Saquon Barkley’s three worst rushing performances have come in the New York Giants last four games.

  • Twenty carries, 53 yards (2.65 yards per attempt) vs. the Seattle Seahawks.
  • Fifteen carries, 22 yards (1.47 yards per attempt) vs. the Detroit Lions.
  • Eleven carries, 19 yards (3.55 yards per attempt) vs. the Dallas Cowboys.

Those were sandwiched around Barkley’s career-high 35-carry, 152-yard game.

Including that 152-yard game against the Houston Texans, here are Barkley’s overall numbers in those last four games:

— 81 carries, 246 yards (3.03 yards per attempt).
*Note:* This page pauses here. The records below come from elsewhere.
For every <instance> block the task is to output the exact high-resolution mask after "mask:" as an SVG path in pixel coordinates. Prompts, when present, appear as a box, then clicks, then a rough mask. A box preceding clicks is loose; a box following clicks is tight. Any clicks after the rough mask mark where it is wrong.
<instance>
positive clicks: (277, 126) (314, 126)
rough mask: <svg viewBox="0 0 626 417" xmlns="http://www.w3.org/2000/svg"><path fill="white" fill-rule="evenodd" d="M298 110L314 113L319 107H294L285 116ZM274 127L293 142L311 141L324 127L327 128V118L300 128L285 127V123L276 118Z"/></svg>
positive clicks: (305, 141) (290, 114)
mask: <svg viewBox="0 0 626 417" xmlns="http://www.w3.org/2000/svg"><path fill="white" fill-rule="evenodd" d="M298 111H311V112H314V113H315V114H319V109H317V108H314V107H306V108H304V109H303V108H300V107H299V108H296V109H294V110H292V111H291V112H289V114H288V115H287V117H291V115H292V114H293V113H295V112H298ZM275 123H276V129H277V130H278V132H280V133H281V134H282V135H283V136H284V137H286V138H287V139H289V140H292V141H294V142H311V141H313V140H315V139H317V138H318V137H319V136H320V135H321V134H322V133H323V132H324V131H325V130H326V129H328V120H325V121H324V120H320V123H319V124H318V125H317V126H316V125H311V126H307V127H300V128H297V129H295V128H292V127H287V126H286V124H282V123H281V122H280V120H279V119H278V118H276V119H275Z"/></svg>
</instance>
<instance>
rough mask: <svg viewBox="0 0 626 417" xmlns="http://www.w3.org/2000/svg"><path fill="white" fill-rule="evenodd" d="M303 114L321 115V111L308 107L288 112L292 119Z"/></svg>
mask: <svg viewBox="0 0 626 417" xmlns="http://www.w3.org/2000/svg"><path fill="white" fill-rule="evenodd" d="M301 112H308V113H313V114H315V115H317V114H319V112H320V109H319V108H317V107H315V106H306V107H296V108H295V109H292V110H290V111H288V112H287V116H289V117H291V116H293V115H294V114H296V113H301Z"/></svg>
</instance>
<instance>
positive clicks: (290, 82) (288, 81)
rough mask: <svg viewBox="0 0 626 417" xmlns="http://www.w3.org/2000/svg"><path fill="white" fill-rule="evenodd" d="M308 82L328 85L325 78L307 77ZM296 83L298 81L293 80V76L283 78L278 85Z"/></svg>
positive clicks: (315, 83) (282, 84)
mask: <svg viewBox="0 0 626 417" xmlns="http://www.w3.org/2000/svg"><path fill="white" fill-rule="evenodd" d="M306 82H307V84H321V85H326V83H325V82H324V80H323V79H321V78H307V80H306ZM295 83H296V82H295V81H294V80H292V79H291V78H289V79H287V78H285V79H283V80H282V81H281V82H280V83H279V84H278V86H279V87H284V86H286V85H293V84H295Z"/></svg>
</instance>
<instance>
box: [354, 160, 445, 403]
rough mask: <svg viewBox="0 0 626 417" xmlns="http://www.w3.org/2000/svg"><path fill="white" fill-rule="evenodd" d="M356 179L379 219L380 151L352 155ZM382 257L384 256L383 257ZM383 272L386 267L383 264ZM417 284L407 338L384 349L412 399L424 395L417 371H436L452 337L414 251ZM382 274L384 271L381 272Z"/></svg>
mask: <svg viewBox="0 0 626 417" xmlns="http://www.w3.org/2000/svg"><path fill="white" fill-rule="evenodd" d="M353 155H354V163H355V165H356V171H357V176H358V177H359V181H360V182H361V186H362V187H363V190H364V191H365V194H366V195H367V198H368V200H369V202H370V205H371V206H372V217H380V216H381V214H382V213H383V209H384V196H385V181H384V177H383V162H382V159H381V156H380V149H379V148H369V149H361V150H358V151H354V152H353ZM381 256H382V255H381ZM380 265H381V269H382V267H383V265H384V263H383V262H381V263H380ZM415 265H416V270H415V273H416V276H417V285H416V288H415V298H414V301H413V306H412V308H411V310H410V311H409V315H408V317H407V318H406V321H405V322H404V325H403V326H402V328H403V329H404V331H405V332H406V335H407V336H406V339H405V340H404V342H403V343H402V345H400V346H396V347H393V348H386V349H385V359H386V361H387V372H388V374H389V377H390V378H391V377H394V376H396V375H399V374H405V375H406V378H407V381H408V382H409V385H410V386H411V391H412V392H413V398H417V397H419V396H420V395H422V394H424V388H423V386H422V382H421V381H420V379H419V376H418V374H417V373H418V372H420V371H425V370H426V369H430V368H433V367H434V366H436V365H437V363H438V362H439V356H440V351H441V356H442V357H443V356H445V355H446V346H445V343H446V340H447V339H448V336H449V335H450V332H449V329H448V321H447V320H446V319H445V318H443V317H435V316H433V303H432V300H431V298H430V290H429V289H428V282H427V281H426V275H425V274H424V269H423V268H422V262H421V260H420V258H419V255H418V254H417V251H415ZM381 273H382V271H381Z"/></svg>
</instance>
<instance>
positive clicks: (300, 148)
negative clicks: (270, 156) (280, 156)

In Barkley’s first seven games, he carries 143 times for 726 yards (5.08 yards per carry).

The Giants, not coincidentally, have lost three of their last four games after winning six of their first seven.

“I have to do a better job,” Barkley said after the loss to Dallas.

Maybe. In reality, though, the Giants have to be better at giving him a chance to do that job — which is to be a difference-maker.

“We can do a lot of things better. Not just in the run game but in the pass game, in the red zone, on third down,” said head coach Brian Daboll. “We’ll look at that like we do every week, evaluate things we can do better and harp on the execution of it, the fundamentals of it, the schematic stuff on the coaches’ end of it. It’s all encompassing.”

What gives?

  • Is Barkley, now fourth in the NFL with 992 rushing yards, injured? Or, worn down from a workload that has him on pace for a career-most 400 touches? His previous career-high was 352 in 2018, his outstanding rookie season.
  • Are opposing defenses ratcheting up the pressure, keying on Barkley so much that they are taking away his effectiveness?
  • Or, is it as simple as the fact that injuries at tight end have taken some of the Giants’ most effective run blockers — and run-blocking schemes — off the table?

Maybe it is some combination of all of those things.

We could get a hint as to the answer this Sunday against the Washington Commanders. The Giants could get at least a couple of blockers who were key to their running game over the first seven games back on Sunday.

Left guard Ben Bredeson started the first seven games before suffering an MCL sprain against the Jacksonville Jaguars. His 62.0 Pro Football Focus run-blocking grade is higher than any of the three players who have tried to replace him — Joshua Ezeudu (44.4 in 137 snaps), Shane Lemieux (46.0 in 15 snaps) and Jack Anderson (60.2 in 28 snaps).

Evan Neal could also be back at right tackle vs. Washington, and the Giants will welcome the rookie first-round pick. Neal (47.9) has a lower run-blocking grade than substitute tackle Tyre Phillips (53.3), but that is because of poor games (29.8 and 34.8 PFF grades) in his first two NFL starts. In all five subsequent games, Neal graded higher than Phillips’ average score, with a high of 76.4 (vs. the Dallas Cowboys) as a run blocker.

If rookie tight end Daniel Bellinger is able to return on Sunday, that should also provide a boost for the run game, and the offense as a whole. Bellinger (62.3 PFF grade as a run blocker) helps balance the offense. Without him, the Giants have relied on jumbo tight end packages using as many as eight offensive linemen.

The problem with those packages, of course, is that they telegraph the intent to run the football.

Let’s see if improved health improves the Giants’ running game.